BIA can give an estimate of body fat, but it has limitations, said Thomas in an email to The Verge. There isn’t a perfect one-to-one ratio between the amount of water in the body and body fat, and the amount of water in the body changes over time, she said. It can go up and down with exercise, for example, or if someone is drinking a lot of water. One study found that BIA overestimated body fat if the measurement was taken right after someone drank around two cups of water.

Most available devices that use BIA to track body composition send the current through the soles of the feet (like a smart scale) or through the palms. Samsung shrunk the sensors down to fit on the back of the watch. The company’s Healthcare Sensor Lab published a study in January 2021 describing the technology. In the study, 203 people had their body composition analyzed by the watch, two other BIA devices, and a device that uses dual-energy X-ray absorptiometry (DXA) — an X-ray technique that shows fat distribution through the body, which is considered the gold standard for body composition measurement.

Samsung shrunk down the sensors used for bioelectrical impedance analysis and added them to the watch.
Samsung

The smartwatch was accurate compared with the DXA measurement, the analysis found. Its calculations were also slightly closer to the DXA measurement than one of the two other BIA devices. Overall, the watch appears to work as well as a smart scale based on this study, Thomas said. She still wouldn’t use it in research studies based on the information available so far — the potential error rate as calculated in the study is too large for that. “For a personal touch point, it may be okay,” she said in the email to The Verge.

Other BIA devices, like smart scales, use larger electrodes.
Samsung

Samsung’s approach is different from the body composition analysis feature in Amazon’s Halo. First, the Halo only calculates body fat — not muscle. Its app directs users to take photos of their body, which it combines into a 3D image used to calculate body fat percentage. The system also gets an accurate measure of body fat compared with the DXA, according to an Amazon-funded study.

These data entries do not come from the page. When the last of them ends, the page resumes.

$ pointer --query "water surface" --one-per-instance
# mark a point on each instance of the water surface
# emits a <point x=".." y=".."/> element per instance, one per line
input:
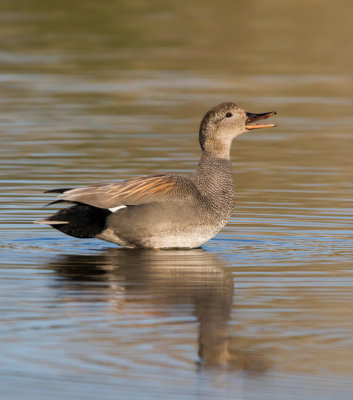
<point x="98" y="92"/>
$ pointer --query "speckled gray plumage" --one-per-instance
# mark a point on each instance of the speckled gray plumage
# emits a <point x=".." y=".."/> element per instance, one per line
<point x="164" y="211"/>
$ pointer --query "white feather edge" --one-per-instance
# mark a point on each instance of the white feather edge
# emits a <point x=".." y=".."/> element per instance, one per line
<point x="113" y="209"/>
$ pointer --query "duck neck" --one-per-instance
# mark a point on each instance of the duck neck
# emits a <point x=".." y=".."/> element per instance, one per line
<point x="214" y="176"/>
<point x="217" y="149"/>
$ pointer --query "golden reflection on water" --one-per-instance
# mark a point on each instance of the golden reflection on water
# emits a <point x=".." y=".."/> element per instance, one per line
<point x="99" y="91"/>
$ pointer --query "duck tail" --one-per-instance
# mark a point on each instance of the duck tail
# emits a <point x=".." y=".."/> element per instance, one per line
<point x="80" y="220"/>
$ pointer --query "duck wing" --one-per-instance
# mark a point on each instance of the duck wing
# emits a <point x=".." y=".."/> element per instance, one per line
<point x="143" y="189"/>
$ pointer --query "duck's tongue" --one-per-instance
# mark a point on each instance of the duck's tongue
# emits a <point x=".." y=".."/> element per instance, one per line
<point x="255" y="117"/>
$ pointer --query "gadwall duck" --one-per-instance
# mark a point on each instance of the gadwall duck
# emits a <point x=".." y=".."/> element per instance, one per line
<point x="163" y="211"/>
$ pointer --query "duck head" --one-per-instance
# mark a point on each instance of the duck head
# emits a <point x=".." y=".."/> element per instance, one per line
<point x="223" y="123"/>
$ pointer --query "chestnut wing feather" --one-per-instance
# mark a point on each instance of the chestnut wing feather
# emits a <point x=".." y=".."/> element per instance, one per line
<point x="134" y="191"/>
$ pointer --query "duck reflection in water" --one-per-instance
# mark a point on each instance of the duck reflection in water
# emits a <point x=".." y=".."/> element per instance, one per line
<point x="165" y="280"/>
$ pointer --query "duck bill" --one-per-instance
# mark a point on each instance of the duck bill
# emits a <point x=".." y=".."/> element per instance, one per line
<point x="250" y="117"/>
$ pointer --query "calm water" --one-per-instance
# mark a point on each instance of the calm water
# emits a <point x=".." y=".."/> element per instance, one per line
<point x="99" y="91"/>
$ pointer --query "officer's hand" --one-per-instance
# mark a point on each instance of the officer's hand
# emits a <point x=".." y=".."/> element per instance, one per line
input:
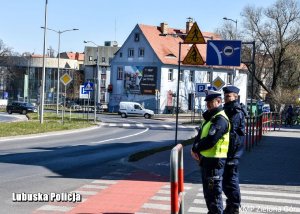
<point x="195" y="156"/>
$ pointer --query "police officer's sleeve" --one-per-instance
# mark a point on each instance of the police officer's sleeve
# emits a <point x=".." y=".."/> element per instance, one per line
<point x="218" y="128"/>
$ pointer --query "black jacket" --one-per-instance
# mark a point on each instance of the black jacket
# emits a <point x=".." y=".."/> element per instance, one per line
<point x="236" y="114"/>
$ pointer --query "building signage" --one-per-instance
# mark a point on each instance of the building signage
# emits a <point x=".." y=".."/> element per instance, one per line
<point x="140" y="79"/>
<point x="66" y="79"/>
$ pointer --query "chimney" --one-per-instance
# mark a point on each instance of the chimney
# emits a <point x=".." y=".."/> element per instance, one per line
<point x="164" y="28"/>
<point x="189" y="24"/>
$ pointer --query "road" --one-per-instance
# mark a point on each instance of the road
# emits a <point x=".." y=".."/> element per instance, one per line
<point x="62" y="162"/>
<point x="4" y="117"/>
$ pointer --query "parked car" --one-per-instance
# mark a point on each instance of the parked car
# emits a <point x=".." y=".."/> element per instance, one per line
<point x="134" y="109"/>
<point x="20" y="107"/>
<point x="102" y="107"/>
<point x="266" y="108"/>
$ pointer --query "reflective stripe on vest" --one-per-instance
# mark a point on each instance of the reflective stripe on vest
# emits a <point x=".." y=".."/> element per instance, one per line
<point x="220" y="149"/>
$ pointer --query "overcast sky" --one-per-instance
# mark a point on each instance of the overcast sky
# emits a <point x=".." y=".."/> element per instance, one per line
<point x="109" y="20"/>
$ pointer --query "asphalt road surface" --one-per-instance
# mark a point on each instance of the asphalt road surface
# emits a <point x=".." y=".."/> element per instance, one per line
<point x="61" y="162"/>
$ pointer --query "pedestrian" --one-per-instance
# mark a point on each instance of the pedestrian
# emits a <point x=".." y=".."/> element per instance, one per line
<point x="236" y="114"/>
<point x="210" y="150"/>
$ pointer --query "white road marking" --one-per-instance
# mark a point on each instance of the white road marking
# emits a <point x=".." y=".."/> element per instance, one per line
<point x="119" y="138"/>
<point x="157" y="206"/>
<point x="104" y="182"/>
<point x="55" y="208"/>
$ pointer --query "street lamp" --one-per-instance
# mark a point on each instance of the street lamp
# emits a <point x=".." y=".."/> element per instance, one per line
<point x="59" y="33"/>
<point x="98" y="90"/>
<point x="235" y="21"/>
<point x="42" y="97"/>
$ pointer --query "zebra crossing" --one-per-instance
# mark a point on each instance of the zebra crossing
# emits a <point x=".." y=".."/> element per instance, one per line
<point x="255" y="199"/>
<point x="143" y="126"/>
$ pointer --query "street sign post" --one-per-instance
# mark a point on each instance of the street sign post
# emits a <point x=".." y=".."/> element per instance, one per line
<point x="223" y="52"/>
<point x="200" y="89"/>
<point x="218" y="83"/>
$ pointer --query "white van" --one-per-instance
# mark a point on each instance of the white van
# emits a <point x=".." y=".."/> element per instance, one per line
<point x="134" y="109"/>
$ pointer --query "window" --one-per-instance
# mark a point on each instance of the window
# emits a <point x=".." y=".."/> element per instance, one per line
<point x="209" y="76"/>
<point x="181" y="75"/>
<point x="170" y="75"/>
<point x="130" y="52"/>
<point x="136" y="37"/>
<point x="192" y="76"/>
<point x="120" y="73"/>
<point x="141" y="52"/>
<point x="229" y="78"/>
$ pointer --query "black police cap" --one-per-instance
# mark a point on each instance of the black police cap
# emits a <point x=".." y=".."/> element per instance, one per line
<point x="231" y="89"/>
<point x="210" y="97"/>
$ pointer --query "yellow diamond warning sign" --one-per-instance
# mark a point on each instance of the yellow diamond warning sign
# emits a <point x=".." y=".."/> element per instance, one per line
<point x="194" y="36"/>
<point x="193" y="57"/>
<point x="218" y="83"/>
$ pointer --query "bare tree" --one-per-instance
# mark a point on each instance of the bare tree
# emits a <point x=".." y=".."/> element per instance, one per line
<point x="276" y="31"/>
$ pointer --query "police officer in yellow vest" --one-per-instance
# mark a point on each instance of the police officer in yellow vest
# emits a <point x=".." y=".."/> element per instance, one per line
<point x="210" y="150"/>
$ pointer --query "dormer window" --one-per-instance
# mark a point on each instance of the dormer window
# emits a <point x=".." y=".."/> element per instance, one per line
<point x="136" y="37"/>
<point x="130" y="52"/>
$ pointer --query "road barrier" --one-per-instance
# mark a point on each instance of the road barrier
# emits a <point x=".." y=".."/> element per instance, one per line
<point x="259" y="125"/>
<point x="177" y="180"/>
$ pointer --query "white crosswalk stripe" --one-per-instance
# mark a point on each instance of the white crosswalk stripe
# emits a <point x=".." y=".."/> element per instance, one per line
<point x="255" y="199"/>
<point x="141" y="125"/>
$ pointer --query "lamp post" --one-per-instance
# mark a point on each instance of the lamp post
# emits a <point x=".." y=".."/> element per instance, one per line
<point x="98" y="90"/>
<point x="42" y="98"/>
<point x="59" y="33"/>
<point x="235" y="21"/>
<point x="235" y="37"/>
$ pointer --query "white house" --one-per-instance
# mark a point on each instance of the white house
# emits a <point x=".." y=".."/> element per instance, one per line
<point x="145" y="70"/>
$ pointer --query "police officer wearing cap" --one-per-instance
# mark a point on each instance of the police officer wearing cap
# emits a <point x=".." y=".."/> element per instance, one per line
<point x="210" y="150"/>
<point x="236" y="114"/>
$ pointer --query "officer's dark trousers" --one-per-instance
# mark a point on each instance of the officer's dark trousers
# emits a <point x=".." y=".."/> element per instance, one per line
<point x="231" y="186"/>
<point x="212" y="174"/>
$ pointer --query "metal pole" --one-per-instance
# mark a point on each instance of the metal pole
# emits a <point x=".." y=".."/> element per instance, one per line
<point x="44" y="69"/>
<point x="95" y="94"/>
<point x="57" y="88"/>
<point x="177" y="93"/>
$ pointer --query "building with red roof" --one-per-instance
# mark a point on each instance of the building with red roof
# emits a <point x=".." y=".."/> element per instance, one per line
<point x="145" y="70"/>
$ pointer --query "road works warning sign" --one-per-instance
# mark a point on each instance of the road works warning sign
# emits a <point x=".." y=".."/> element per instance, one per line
<point x="193" y="57"/>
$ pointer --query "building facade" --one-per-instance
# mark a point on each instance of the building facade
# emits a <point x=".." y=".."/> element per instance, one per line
<point x="145" y="70"/>
<point x="97" y="68"/>
<point x="24" y="75"/>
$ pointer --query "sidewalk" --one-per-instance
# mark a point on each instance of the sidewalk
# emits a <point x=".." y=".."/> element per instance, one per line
<point x="144" y="188"/>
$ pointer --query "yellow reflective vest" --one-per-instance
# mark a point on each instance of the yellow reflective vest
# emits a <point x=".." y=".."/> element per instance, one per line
<point x="220" y="149"/>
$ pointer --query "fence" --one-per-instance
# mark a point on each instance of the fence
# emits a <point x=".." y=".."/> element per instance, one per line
<point x="259" y="125"/>
<point x="177" y="180"/>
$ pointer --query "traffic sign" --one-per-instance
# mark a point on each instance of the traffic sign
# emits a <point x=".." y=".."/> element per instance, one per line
<point x="193" y="57"/>
<point x="200" y="89"/>
<point x="88" y="86"/>
<point x="83" y="93"/>
<point x="194" y="36"/>
<point x="66" y="79"/>
<point x="211" y="88"/>
<point x="218" y="83"/>
<point x="223" y="52"/>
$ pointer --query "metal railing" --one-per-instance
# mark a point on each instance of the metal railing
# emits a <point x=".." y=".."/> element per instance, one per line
<point x="177" y="180"/>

At the very least, both apps appear to work better than BMI at calculating body fat percentage. BMI is frequently used to guide medical decision-making, even though it’s often misleading — which can skew the diagnosis of some conditions and perpetuate weight-based stigma in healthcare. It’s used, though, because it’s cheap and easy. Most people don’t have access to the more accurate, expensive machines.

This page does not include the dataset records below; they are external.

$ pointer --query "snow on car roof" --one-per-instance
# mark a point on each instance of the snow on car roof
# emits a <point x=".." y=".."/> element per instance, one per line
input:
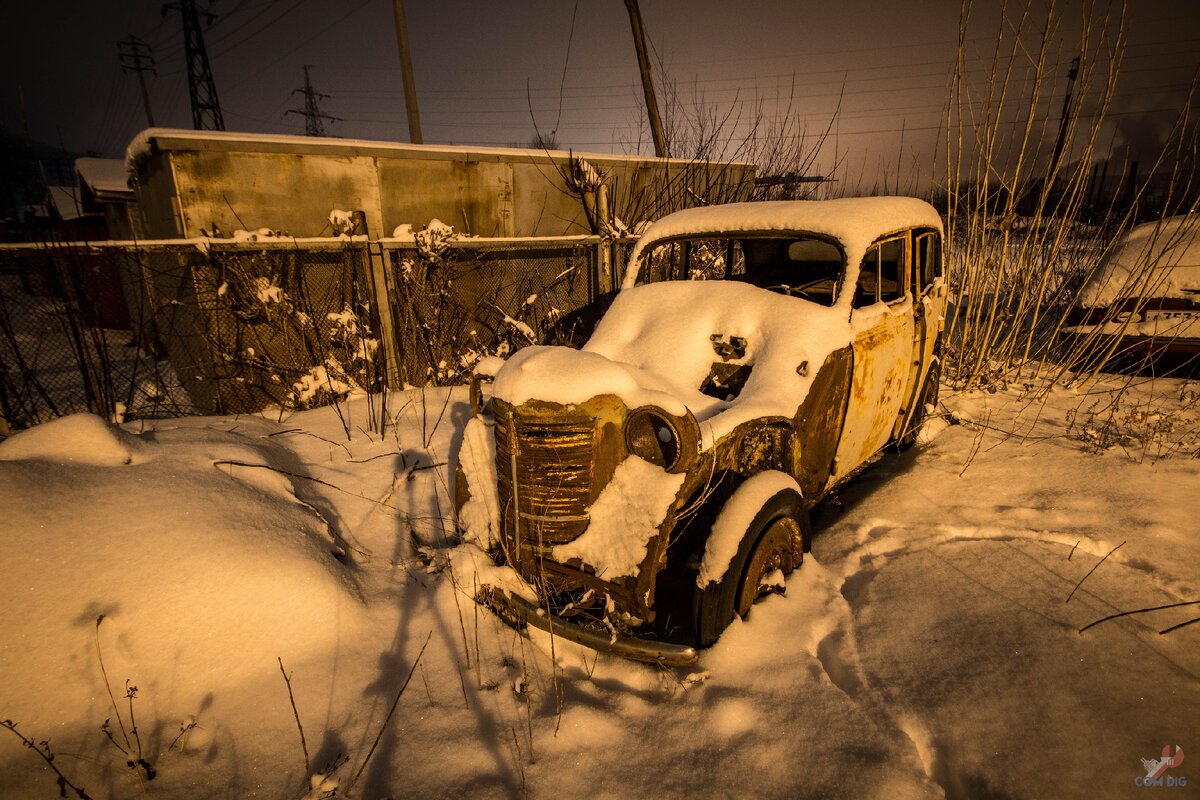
<point x="855" y="221"/>
<point x="1156" y="259"/>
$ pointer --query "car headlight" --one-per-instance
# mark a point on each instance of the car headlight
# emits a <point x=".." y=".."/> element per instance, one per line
<point x="661" y="439"/>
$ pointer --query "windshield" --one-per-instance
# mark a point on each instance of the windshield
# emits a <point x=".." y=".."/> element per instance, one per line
<point x="801" y="265"/>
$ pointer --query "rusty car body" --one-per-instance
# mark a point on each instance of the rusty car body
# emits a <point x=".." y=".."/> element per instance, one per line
<point x="653" y="485"/>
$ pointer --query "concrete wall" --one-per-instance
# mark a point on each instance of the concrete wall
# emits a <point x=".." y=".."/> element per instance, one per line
<point x="189" y="181"/>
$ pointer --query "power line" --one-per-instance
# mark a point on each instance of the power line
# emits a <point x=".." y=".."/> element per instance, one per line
<point x="136" y="56"/>
<point x="201" y="86"/>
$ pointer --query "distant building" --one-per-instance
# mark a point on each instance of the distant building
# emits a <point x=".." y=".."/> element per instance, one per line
<point x="105" y="191"/>
<point x="192" y="184"/>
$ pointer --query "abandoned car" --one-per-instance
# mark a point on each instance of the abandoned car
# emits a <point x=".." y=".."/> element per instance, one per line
<point x="655" y="483"/>
<point x="1143" y="301"/>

It’ll take more research to figure out how reliable the wearables can be in a real-world setting. But they’re easy to use and relatively cheap. If they work well enough to flag trends in people’s body composition that could affect their health, they could make these health metrics more accessible.

Correction August 12th, 6:06PM ET: A previous version of this article incorrectly stated that fat has higher water content than muscle. It has a lower water content. We regret the error.